The third prototype was the first aircraft that was fully built in Mexico, powered by a 60 hp TNCA Aztatl engine driving an Anahuac propeller and first flown on 16 May 1917, marking the start of serial production. Mexican President Venustiano Carranza presented two examples to El Salvador, one of which was used as a source of spare parts.

== Operational history ==
On 6 July 1917, the first airmail flight was inaugurated in Mexico, flown by a TNCA Series A. The aircraft was dispatched two days before by train to the city of Pachuca, where it was loaded with a suitcase containing 534 letters and 67 postcards. The aircraft took off from Pachuca, piloted by Lieutenant Colonel Horacio Ruiz Gaviño, who flew to Mexico City following the railroad tracks, landing at Balbuena Field. The 47 mi flight was made in 57 minutes.
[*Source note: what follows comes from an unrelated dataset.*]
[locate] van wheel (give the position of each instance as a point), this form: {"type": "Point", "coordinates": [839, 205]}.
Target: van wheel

The TNCA Series A was also used for several "firsts"; the first cinematic filming from an aircraft in Mexico, with Gaviño at the controls; the first aerobatics in Mexico; the first night flight in Mexico; first flight of a seaplane at the port of Veracruz, when floats were fitted to the aircraft.

On 3 November 1918, the TNCA Series A with registration 28-A-43, piloted by Lieutenant Amado Paniagua crashed on the North Beach of Veracruz, while performing an Immelmann turn during an air show, killing the pilot. He was the first person killed in an aircraft crash in Mexico.